I need the "Term"s and the "DocID"s for which the "DocFreq" is greater than 5. And I need to store it as a dictionary where the Term is the key and the "DocID"s separated by the comma make individual values for that key in a list.
For example, I need
{"Want to be with":[doc100.txt,doc8311.txt,...doc123.txt], "and has her own": [doc100.txt,doc9286.txt...doc23330.txt]....}
So far, I've got this:
df1 = df[(df['DocFreq'] > 5)][['Term','DocFreq','Ngram','DocID']]
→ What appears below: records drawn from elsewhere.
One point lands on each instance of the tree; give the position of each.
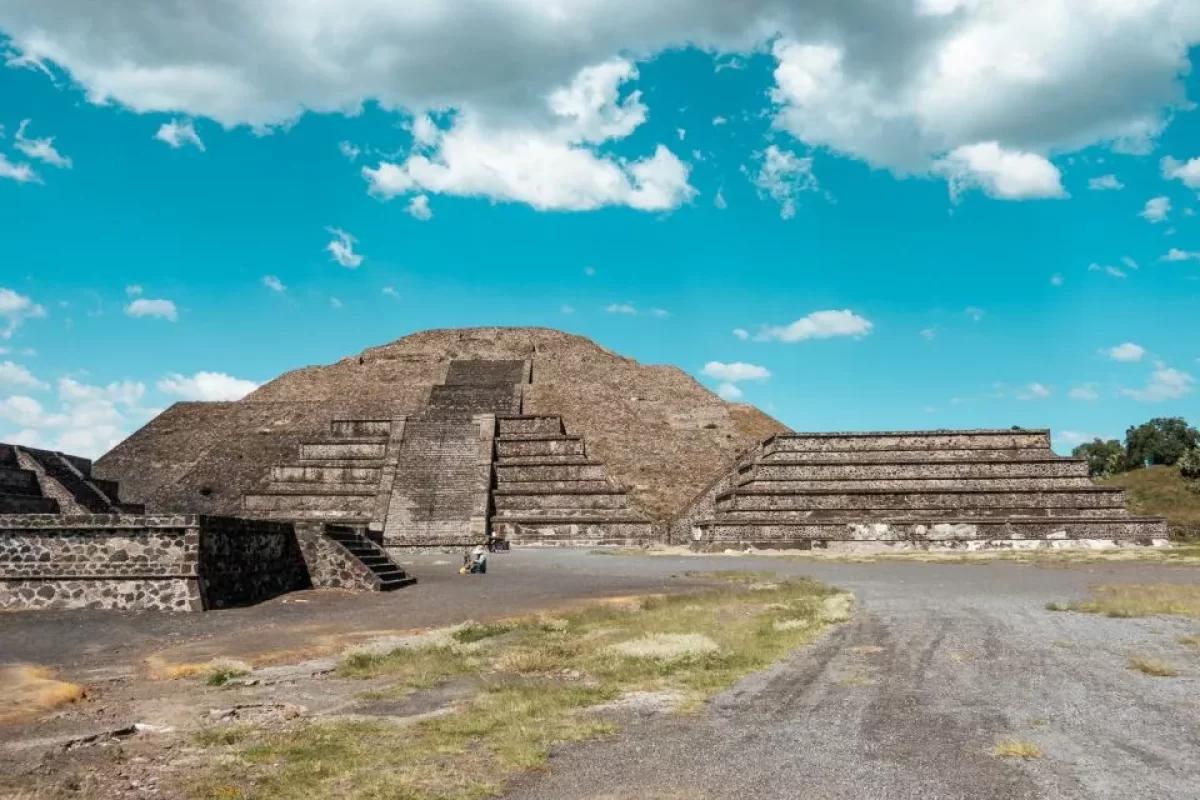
(1162, 440)
(1103, 457)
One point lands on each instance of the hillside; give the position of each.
(1162, 492)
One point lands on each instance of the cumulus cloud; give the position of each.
(1183, 170)
(419, 208)
(1084, 392)
(1127, 352)
(178, 133)
(15, 376)
(735, 372)
(15, 310)
(819, 325)
(1164, 384)
(784, 176)
(40, 149)
(1156, 210)
(549, 166)
(147, 307)
(1105, 184)
(341, 248)
(207, 386)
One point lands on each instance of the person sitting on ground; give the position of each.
(480, 564)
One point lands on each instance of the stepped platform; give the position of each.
(921, 489)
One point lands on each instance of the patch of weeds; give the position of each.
(222, 671)
(533, 684)
(1141, 600)
(478, 632)
(1152, 667)
(223, 735)
(1017, 749)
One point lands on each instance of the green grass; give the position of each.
(535, 684)
(1162, 492)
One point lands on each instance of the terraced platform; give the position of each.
(904, 489)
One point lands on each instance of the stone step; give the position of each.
(360, 428)
(27, 504)
(1030, 483)
(988, 439)
(325, 474)
(528, 425)
(540, 445)
(790, 470)
(569, 486)
(574, 531)
(819, 499)
(348, 449)
(717, 534)
(862, 516)
(543, 501)
(312, 506)
(15, 480)
(1021, 455)
(507, 473)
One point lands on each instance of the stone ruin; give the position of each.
(534, 437)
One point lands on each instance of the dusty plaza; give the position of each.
(282, 597)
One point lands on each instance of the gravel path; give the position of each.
(942, 662)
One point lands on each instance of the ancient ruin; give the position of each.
(450, 438)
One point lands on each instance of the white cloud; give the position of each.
(1165, 383)
(549, 166)
(419, 208)
(145, 307)
(1084, 392)
(178, 133)
(1176, 254)
(15, 376)
(341, 248)
(207, 386)
(1127, 352)
(1156, 210)
(819, 325)
(735, 372)
(729, 392)
(1000, 173)
(1187, 172)
(19, 173)
(1105, 184)
(784, 176)
(1107, 269)
(15, 310)
(1033, 391)
(40, 149)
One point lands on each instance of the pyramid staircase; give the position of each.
(46, 481)
(955, 488)
(547, 491)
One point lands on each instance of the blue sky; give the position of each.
(967, 214)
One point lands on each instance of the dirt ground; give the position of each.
(943, 662)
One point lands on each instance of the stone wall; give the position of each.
(159, 561)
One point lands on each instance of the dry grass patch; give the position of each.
(1139, 600)
(1152, 667)
(538, 680)
(1017, 749)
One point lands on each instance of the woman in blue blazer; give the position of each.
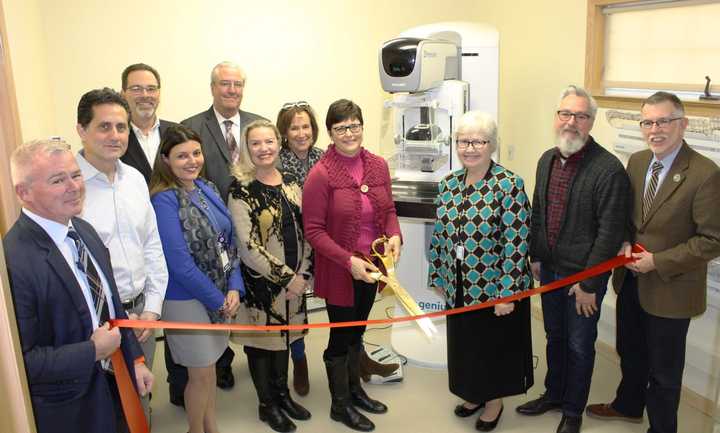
(205, 281)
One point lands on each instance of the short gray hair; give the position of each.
(580, 93)
(479, 122)
(226, 64)
(23, 156)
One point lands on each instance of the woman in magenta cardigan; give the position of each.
(347, 203)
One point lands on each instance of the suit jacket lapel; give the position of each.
(59, 265)
(214, 127)
(673, 179)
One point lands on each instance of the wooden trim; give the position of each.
(16, 414)
(692, 108)
(10, 135)
(681, 87)
(595, 68)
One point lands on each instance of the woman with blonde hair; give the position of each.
(265, 207)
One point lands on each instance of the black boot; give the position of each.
(359, 396)
(280, 389)
(342, 409)
(260, 366)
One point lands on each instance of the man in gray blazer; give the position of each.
(675, 218)
(221, 125)
(141, 89)
(219, 128)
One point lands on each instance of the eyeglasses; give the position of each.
(228, 84)
(137, 89)
(661, 123)
(299, 104)
(342, 130)
(476, 144)
(565, 116)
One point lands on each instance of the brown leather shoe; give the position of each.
(301, 382)
(369, 366)
(605, 411)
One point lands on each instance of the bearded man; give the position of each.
(581, 209)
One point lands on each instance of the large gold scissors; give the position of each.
(388, 277)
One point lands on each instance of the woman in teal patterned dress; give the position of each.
(478, 253)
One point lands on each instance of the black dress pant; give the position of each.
(652, 360)
(342, 338)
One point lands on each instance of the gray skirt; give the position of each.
(192, 348)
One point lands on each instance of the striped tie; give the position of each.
(230, 139)
(86, 265)
(652, 187)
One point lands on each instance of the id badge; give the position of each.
(224, 260)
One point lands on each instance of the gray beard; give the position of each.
(569, 146)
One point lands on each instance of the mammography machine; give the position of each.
(433, 74)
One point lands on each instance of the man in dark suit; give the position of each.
(221, 125)
(63, 289)
(219, 128)
(141, 89)
(675, 218)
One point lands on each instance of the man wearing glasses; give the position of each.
(581, 207)
(221, 125)
(675, 219)
(141, 89)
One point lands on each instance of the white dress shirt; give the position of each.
(58, 233)
(235, 128)
(121, 213)
(149, 143)
(667, 163)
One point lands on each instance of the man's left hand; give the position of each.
(144, 378)
(585, 303)
(644, 262)
(144, 333)
(393, 247)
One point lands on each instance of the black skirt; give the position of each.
(489, 356)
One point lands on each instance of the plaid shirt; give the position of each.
(561, 177)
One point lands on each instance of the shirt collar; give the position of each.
(235, 119)
(56, 231)
(90, 172)
(139, 131)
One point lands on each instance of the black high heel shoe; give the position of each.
(464, 412)
(481, 425)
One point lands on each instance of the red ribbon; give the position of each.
(131, 402)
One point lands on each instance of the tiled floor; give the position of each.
(421, 403)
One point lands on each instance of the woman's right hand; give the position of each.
(360, 269)
(296, 287)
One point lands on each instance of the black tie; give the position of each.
(230, 140)
(86, 265)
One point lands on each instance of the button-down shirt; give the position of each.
(666, 162)
(121, 213)
(58, 234)
(235, 128)
(562, 173)
(149, 143)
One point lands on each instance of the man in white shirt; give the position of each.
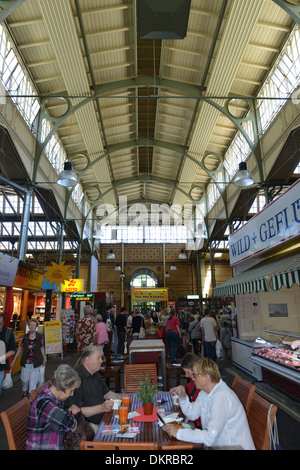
(209, 332)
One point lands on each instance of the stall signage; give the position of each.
(73, 285)
(8, 269)
(28, 277)
(275, 224)
(53, 337)
(148, 295)
(82, 296)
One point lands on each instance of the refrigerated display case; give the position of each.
(279, 359)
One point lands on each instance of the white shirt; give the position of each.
(208, 323)
(224, 421)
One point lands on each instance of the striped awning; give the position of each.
(266, 276)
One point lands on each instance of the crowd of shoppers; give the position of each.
(82, 392)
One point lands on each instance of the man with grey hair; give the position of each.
(85, 330)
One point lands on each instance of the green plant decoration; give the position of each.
(147, 391)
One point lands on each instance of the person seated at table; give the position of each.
(48, 421)
(224, 421)
(187, 363)
(93, 395)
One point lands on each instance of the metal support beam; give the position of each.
(7, 7)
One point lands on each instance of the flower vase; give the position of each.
(148, 408)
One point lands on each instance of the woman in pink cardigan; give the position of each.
(102, 331)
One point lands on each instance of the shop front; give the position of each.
(265, 256)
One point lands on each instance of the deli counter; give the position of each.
(279, 360)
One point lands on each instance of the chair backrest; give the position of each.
(261, 417)
(15, 424)
(92, 445)
(244, 390)
(134, 374)
(34, 393)
(177, 447)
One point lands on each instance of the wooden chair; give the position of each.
(34, 393)
(261, 416)
(134, 374)
(114, 372)
(177, 371)
(244, 390)
(15, 424)
(91, 445)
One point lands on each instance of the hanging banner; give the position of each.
(8, 269)
(57, 274)
(276, 223)
(149, 295)
(68, 325)
(73, 285)
(28, 277)
(53, 337)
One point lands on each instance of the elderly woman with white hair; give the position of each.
(48, 420)
(224, 421)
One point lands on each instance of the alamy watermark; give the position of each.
(139, 214)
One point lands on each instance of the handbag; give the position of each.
(7, 383)
(142, 333)
(41, 379)
(83, 432)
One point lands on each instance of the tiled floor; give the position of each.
(288, 415)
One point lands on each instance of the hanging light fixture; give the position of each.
(243, 176)
(111, 255)
(67, 177)
(200, 232)
(182, 255)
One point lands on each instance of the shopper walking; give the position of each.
(121, 324)
(85, 330)
(102, 332)
(7, 348)
(195, 333)
(209, 332)
(33, 357)
(173, 334)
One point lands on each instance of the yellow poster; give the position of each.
(53, 337)
(149, 295)
(73, 285)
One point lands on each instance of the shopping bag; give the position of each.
(219, 349)
(142, 333)
(41, 379)
(8, 383)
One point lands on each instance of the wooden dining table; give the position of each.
(148, 431)
(150, 345)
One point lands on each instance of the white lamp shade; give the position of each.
(67, 177)
(111, 255)
(243, 177)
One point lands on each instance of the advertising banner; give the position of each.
(278, 222)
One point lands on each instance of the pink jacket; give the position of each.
(102, 331)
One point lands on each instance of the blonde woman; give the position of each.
(224, 421)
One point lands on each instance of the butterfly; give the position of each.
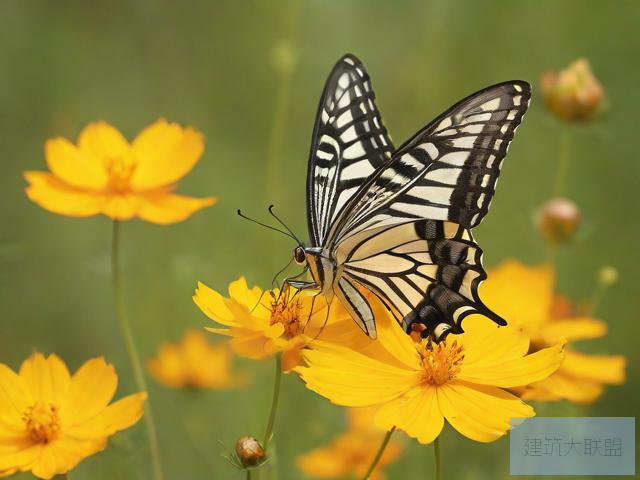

But I can't get the format I need. Doing df.to_dict() gives me a dictionary of dictionaries that include column names and I don't want that.
Please help!! Thank you!!
CodePudding user response:
I would do something like that:
data = pd.DataFrame({'Term': ['a', 'b', 'c', 'd', 'e'],
'DocFreq': [1, 2, 2, 6, 7],
'Ngram': [4, 4, 4, 4, 4],
'DocId': ['11, 123, 222', '22', '33', '44, 303, doa0', '55, 9393, idid']
})
filt = data[data['DocFreq'] > 5][['Term', 'DocId']]
result = {row['Term']: row['DocId'] for _, row in filt.iterrows()}
CodePudding user response:
You are almost there. Just select DocID column before calling to_dict
.
You may use
dict1 = df.loc[(df['DocFreq'] > 5), ['Term','DocID']].set_index('Term')['DocID'].to_dict()